Çörek Otunun Hematolojik Etkileri

Pek çok doğal ürünün hematolojik etkileri ortaya çıkarılmıştır. Enomoto ve arkadaşları tarafından 2000 yılında yapılan çalışmada çörek otunun trombosit agregasyonu, kanın koagülasyonu ve fibrinoliz aktiviteleri üzerine etkileri araştırılmıştır.

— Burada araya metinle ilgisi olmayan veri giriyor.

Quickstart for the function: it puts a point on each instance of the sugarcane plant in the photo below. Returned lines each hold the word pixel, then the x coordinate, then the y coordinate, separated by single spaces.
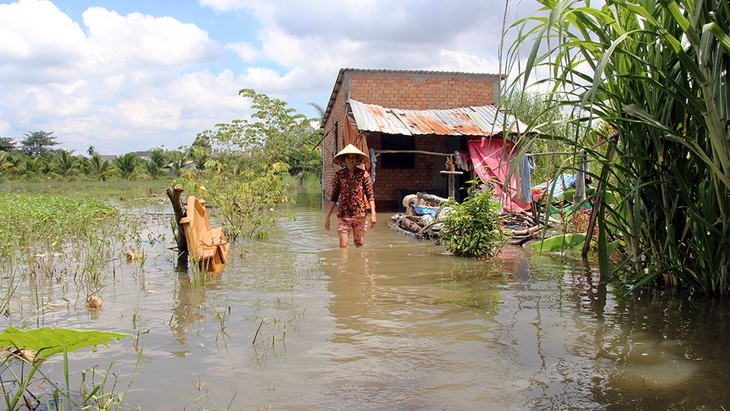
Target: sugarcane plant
pixel 654 73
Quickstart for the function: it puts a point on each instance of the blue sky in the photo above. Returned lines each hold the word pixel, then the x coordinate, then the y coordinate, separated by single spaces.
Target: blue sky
pixel 128 75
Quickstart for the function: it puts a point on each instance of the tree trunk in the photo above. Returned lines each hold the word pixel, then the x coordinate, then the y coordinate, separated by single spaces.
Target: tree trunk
pixel 175 195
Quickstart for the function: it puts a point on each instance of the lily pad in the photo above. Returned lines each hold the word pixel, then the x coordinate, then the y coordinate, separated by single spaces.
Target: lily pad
pixel 48 341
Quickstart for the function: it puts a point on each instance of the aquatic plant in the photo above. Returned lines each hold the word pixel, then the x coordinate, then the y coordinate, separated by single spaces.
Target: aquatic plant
pixel 32 348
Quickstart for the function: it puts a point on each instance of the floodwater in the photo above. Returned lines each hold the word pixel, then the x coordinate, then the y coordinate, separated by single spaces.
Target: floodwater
pixel 295 323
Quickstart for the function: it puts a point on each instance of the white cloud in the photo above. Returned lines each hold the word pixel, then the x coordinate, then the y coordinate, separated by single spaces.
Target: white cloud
pixel 246 51
pixel 145 41
pixel 124 82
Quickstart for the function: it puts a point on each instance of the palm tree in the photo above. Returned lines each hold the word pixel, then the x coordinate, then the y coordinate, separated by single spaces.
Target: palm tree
pixel 656 73
pixel 126 165
pixel 155 165
pixel 98 168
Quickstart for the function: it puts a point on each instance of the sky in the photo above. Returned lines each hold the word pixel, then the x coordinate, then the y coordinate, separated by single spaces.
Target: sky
pixel 133 75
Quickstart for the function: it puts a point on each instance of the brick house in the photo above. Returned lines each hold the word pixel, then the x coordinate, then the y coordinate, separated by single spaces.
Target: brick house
pixel 409 122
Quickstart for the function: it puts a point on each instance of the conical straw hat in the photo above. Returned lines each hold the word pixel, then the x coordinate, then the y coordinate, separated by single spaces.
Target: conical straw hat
pixel 350 149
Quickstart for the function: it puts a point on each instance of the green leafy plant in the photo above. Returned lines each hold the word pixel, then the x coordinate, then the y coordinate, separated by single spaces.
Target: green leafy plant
pixel 473 228
pixel 653 74
pixel 33 347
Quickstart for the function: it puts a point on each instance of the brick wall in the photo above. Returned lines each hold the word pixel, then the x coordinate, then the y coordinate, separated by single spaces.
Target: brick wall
pixel 421 178
pixel 413 90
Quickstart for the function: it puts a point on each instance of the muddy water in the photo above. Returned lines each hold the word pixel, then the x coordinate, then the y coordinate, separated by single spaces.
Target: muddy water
pixel 296 323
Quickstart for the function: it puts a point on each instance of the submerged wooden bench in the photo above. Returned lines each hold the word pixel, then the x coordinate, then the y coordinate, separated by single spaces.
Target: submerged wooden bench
pixel 207 246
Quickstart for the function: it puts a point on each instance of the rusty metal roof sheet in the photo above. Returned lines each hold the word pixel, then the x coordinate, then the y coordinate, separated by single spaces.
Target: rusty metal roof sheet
pixel 464 121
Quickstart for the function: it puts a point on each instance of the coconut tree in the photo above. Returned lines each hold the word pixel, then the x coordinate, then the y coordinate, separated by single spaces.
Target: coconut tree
pixel 99 168
pixel 156 164
pixel 656 72
pixel 65 163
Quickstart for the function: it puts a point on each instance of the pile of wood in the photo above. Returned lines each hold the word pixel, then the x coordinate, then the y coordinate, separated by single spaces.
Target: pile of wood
pixel 521 225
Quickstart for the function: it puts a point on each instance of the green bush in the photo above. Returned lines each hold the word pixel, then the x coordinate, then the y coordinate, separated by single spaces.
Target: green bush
pixel 473 228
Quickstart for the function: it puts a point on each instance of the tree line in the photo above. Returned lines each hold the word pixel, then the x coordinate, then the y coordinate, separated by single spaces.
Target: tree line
pixel 276 135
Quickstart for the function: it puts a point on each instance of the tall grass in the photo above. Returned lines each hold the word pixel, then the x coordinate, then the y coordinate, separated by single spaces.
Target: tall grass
pixel 656 72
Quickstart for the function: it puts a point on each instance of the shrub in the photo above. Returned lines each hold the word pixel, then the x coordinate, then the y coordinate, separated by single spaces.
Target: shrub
pixel 473 228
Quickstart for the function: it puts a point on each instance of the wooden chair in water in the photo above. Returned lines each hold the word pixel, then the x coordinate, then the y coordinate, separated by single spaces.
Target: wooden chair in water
pixel 207 246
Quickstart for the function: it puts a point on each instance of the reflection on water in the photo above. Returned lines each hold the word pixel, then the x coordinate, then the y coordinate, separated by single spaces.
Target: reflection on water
pixel 297 323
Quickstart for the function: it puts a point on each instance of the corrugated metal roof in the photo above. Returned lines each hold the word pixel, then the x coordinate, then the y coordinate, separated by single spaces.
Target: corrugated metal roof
pixel 464 121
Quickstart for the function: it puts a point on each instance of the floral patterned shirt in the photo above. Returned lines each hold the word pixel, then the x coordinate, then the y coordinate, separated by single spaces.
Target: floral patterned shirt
pixel 354 193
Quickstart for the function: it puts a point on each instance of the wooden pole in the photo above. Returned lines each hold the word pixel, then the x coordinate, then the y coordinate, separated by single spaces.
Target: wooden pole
pixel 175 194
pixel 598 200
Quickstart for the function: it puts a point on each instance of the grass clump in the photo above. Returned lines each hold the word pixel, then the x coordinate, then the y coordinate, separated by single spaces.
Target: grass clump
pixel 42 223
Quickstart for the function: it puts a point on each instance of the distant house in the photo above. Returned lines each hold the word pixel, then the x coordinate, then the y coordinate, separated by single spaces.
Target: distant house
pixel 409 122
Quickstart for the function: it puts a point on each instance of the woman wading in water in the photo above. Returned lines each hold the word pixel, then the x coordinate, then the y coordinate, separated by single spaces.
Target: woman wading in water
pixel 351 187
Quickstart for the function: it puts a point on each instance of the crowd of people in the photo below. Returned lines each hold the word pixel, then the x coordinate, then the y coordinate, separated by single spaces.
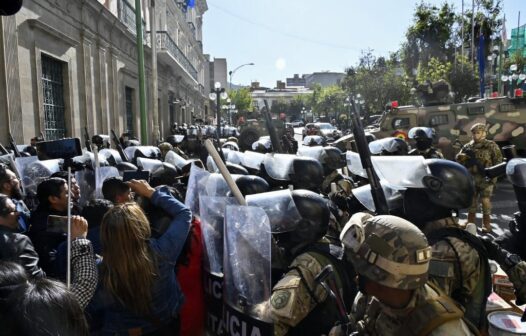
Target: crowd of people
pixel 135 258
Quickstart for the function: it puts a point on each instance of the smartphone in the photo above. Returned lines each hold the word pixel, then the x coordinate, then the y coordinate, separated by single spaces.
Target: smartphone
pixel 57 224
pixel 136 175
pixel 59 149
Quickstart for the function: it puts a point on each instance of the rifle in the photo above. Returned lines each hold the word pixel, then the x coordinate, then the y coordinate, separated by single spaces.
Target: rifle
pixel 118 146
pixel 276 145
pixel 87 141
pixel 377 192
pixel 13 145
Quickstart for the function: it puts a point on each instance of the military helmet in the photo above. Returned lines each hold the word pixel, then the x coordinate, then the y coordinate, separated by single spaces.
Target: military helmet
pixel 251 184
pixel 165 147
pixel 478 127
pixel 307 173
pixel 388 250
pixel 450 184
pixel 334 158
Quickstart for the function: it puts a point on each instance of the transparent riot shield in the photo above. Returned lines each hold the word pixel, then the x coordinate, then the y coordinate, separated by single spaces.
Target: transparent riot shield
pixel 315 152
pixel 247 285
pixel 175 159
pixel 364 196
pixel 212 215
pixel 101 174
pixel 196 182
pixel 279 166
pixel 279 207
pixel 252 160
pixel 86 182
pixel 149 164
pixel 396 172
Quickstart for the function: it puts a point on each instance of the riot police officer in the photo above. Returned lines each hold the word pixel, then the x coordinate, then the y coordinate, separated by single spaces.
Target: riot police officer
pixel 391 257
pixel 459 262
pixel 300 305
pixel 476 155
pixel 423 137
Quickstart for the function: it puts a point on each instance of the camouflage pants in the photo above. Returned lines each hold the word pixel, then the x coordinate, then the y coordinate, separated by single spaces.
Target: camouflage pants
pixel 483 192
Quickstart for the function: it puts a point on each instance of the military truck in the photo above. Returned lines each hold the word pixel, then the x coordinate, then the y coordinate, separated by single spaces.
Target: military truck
pixel 505 117
pixel 253 129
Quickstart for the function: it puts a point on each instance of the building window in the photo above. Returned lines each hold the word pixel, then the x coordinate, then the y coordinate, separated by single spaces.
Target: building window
pixel 53 93
pixel 129 109
pixel 437 120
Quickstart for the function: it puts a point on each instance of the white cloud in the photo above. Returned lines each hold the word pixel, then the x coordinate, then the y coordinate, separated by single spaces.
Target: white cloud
pixel 281 63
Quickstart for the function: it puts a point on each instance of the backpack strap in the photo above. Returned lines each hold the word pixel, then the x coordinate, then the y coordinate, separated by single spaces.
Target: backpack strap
pixel 427 317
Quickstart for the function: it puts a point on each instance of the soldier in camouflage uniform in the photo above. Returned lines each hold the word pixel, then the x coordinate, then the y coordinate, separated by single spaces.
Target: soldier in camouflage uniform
pixel 392 256
pixel 300 305
pixel 423 137
pixel 476 155
pixel 459 264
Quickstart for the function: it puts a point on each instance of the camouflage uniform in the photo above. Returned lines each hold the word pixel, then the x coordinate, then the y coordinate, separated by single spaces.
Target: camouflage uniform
pixel 456 268
pixel 394 253
pixel 488 154
pixel 299 304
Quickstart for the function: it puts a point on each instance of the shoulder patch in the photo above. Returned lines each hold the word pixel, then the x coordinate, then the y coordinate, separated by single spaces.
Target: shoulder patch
pixel 280 299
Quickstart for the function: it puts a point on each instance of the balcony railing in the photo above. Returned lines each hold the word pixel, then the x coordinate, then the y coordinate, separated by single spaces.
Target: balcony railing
pixel 127 16
pixel 164 41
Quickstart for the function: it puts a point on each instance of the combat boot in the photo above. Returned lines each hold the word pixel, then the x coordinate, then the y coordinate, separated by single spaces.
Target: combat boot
pixel 486 222
pixel 471 217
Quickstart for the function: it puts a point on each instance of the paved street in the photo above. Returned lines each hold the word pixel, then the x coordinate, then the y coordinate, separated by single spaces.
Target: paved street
pixel 503 200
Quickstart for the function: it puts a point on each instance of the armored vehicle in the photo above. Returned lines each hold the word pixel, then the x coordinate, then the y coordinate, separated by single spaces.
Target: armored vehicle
pixel 505 119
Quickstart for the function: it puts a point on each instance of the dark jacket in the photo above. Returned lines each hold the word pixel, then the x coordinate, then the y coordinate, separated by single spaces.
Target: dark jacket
pixel 167 296
pixel 18 248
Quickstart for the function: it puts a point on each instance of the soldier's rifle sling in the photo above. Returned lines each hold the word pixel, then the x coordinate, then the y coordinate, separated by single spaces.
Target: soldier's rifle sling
pixel 377 192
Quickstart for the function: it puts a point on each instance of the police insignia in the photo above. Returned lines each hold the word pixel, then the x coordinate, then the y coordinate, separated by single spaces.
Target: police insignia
pixel 280 299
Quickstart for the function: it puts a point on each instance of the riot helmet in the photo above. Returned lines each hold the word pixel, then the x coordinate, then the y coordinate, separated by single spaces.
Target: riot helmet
pixel 388 250
pixel 165 174
pixel 423 137
pixel 251 184
pixel 333 158
pixel 307 173
pixel 449 187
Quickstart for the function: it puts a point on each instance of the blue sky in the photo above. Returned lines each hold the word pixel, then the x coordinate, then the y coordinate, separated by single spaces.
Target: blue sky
pixel 303 36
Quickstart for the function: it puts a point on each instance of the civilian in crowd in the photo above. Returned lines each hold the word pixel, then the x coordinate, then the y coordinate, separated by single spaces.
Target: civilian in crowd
pixel 116 191
pixel 10 186
pixel 138 293
pixel 37 307
pixel 18 248
pixel 52 196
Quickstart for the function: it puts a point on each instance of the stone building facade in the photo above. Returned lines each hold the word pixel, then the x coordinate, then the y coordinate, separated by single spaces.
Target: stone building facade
pixel 70 64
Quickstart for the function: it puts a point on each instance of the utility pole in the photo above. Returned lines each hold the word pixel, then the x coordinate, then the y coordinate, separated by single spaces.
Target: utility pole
pixel 155 94
pixel 140 65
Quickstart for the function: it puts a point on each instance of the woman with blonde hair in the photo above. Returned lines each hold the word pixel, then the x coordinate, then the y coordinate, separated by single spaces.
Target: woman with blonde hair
pixel 138 290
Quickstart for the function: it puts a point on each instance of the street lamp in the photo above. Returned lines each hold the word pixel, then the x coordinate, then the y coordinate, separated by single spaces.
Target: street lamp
pixel 232 72
pixel 216 95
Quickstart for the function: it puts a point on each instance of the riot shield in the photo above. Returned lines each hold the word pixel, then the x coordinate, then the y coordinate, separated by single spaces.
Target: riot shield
pixel 101 174
pixel 364 196
pixel 111 156
pixel 396 172
pixel 33 171
pixel 516 172
pixel 252 160
pixel 247 264
pixel 279 207
pixel 279 166
pixel 315 152
pixel 86 182
pixel 148 164
pixel 196 182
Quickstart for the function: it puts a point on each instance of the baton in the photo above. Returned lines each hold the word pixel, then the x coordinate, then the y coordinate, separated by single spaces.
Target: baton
pixel 224 171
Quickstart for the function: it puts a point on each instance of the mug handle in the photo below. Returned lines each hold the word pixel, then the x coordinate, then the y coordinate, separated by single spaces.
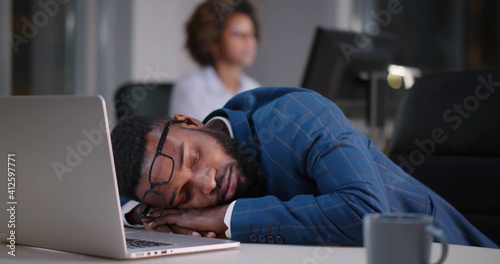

Trombositler 2 – 4 m çapında, çekirdeksiz, disk biçiminde hücre parçacıklarıdır ve kanın pıhtılaşmasını sağlamak ve kan damarlarındaki çatlakların onarılmasına yardımcı olarak kan kaybına engel olurlar. Hemostaz, bütünlüğü bozulmuş bir damardan kanamanın kendiliğinden durmasına verilen isimdir. Hemostaz, birincil ve ikincil olmak üzere iki proseste gerçekleşir. Üç aşamada gerçekleşen birincil hemostazın ilk aşamasında fibrin çözünmeyen bir bağ oluşturacak şekilde kümeleşerek yaralanan damar bölgesinde kanama durdurulur. İkinci aşamada trombositler hasarlı damar bölgesine yapışarak tıkaç oluşturur. Son aşamada ise hasarlı damarın vazokonstriksiyonu ile kanın damar dışına akışı yavaşlatılır. İkincil hemostaz ise yaklaşık yirmi plazma proteininin katıldığı koagülasyon prosesidir.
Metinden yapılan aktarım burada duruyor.